F. Scott Fitzgerald’s briefcase
Notes from the Underground No. 120 | October 3, 2007
Another Chapter of …
The Writing life is sometimes about the lives of other writers, which serve as folded, torn, tattered, faded road maps of how another one (‘of us,’ for some of us) got from here to there—curves, turns, people you met, carried with you awhile along the way (abandoned, loved, lost) …journeys to places you never hoped to see, let alone remember…only rediscover in your own words…never the straightest route between two points, and always the dead end, the climax to your own story, dramatic? ordinary? waiting just ahead when you least expected, or wondered why it took so long. Norbert Blei
It’s [was] the birthday [Sept. 24th] of F. Scott Fitzgerald, born in St. Paul (1896), who was a student at Princeton University when he fell in love with a beautiful rich girl named Ginevra King. She got engaged to somebody else because Fitzgerald didn’t have many prospects. He later said, “She was the first girl I ever loved … [and] she ended up by throwing me over with the most supreme boredom and indifference.”

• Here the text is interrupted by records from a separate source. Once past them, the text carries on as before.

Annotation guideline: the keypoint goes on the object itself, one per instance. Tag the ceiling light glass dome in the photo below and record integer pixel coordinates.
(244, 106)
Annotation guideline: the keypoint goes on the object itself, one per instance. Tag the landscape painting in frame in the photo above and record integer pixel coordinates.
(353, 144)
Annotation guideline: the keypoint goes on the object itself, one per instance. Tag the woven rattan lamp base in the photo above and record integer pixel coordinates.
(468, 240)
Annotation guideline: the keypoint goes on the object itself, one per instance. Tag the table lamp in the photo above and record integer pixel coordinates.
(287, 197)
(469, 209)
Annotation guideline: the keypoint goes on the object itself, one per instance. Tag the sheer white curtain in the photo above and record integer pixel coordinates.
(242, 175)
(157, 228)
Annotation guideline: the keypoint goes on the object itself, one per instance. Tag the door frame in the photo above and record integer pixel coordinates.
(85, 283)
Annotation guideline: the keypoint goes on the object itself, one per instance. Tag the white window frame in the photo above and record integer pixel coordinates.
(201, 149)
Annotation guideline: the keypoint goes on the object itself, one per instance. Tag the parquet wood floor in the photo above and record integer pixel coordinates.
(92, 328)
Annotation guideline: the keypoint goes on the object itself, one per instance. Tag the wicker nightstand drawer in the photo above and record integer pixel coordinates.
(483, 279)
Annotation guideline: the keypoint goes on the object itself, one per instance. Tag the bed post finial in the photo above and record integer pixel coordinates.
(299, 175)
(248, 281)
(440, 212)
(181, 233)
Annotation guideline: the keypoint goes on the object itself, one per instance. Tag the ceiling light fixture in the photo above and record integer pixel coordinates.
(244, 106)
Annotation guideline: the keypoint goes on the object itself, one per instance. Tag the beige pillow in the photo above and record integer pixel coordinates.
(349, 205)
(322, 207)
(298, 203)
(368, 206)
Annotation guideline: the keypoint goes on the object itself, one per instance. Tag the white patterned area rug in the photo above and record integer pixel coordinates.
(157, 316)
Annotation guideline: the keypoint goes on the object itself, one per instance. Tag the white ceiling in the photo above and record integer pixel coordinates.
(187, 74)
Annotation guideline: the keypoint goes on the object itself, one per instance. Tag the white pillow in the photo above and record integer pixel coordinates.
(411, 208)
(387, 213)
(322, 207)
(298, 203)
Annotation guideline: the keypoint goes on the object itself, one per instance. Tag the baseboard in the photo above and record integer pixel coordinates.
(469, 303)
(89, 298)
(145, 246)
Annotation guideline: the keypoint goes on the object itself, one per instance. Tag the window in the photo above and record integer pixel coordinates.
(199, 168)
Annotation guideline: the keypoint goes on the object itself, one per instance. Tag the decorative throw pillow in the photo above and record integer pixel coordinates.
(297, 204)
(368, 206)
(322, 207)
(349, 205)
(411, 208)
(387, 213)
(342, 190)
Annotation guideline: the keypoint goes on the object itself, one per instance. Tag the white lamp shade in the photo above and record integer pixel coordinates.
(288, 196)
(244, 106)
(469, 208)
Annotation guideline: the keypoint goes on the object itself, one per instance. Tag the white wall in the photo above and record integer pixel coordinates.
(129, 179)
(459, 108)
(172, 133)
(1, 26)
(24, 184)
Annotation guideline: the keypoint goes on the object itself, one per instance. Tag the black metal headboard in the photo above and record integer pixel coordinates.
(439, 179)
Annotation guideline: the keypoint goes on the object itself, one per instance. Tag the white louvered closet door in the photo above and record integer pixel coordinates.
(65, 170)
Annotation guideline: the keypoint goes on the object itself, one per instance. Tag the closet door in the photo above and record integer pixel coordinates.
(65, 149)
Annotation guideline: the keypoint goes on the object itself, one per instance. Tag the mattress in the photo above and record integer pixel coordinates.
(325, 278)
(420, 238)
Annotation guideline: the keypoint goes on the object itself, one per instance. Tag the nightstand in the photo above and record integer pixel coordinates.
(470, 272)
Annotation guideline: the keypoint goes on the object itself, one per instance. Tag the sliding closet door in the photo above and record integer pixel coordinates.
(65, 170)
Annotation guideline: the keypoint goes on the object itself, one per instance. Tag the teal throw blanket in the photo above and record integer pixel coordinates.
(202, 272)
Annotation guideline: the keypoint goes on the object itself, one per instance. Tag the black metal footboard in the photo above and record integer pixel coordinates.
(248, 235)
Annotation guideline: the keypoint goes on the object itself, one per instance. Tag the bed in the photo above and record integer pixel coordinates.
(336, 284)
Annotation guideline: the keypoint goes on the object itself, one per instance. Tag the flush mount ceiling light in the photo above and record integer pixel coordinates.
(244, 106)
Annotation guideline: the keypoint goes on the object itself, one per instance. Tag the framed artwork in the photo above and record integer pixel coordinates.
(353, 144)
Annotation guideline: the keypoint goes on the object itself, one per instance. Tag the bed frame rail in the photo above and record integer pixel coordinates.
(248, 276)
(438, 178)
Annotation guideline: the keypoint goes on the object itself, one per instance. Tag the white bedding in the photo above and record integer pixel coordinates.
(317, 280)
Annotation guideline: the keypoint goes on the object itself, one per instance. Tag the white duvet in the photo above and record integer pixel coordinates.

But that experience gave Fitzgerald an idea for a novel about a young man named Amory Blaine, who falls in love with a beautiful blond debutante named Rosalind Connage and then loses her because she doesn’t want to marry someone with so little money. Fitzgerald struggled to write the book in his parents’ home in St. Paul, pinning revision notes to his curtains and eating all his meals in his bedroom. He called the novel THIS SIDE OF PARADISE, sent it out for publication in early September of 1919, and a couple of weeks later got word that it would be published. Fitzgerald was so excited that he ran outside his house and shouted the news to passing cars and people in the street. He later wrote, “That week, the postman rang and rang, and I paid off my terrible small debts, bought a suit, and woke up every morning into a world of ineffable toploftiness and promise.”
The publication of THIS SIDE OF PARADISE in 1920 made Fitzgerald famous almost overnight, and it won him the heart of a woman named Zelda Sayre, whom he’d met while he was in the military. He finally got the girl, he got to be a star, and he got to be rich. He went off to Paris to write his great masterpiece, THE GREAT GATSBY (1925), about a wealthy bootlegger who wears pink suits and throws extravagant parties and is obsessed with winning back the love of his life, Daisy Buchanan. Fitzgerald was never entirely satisfied with the main character, Jay Gatsby. He said, “I never at any one time saw him clear myself — for he started as one man I knew and then changed into myself.” The novel got good reviews, but it flopped with readers and never even sold out its first printing. By the time the stock market crashed in 1929, Fitzgerald’s marriage was falling apart and his books weren’t selling anymore.
When Fitzgerald’s last complete novel, TENDER IS THE NIGHT came out in 1934, it got mixed reviews. He died in 1940 at the age of 44. That year, all of his books sold a total of 72 copies, with royalties of $13. Today, THE GREAT GATSBY sells about 300,000 copies a year.
F. Scott Fitzgerald said, “What people are ashamed of usually makes a good story.”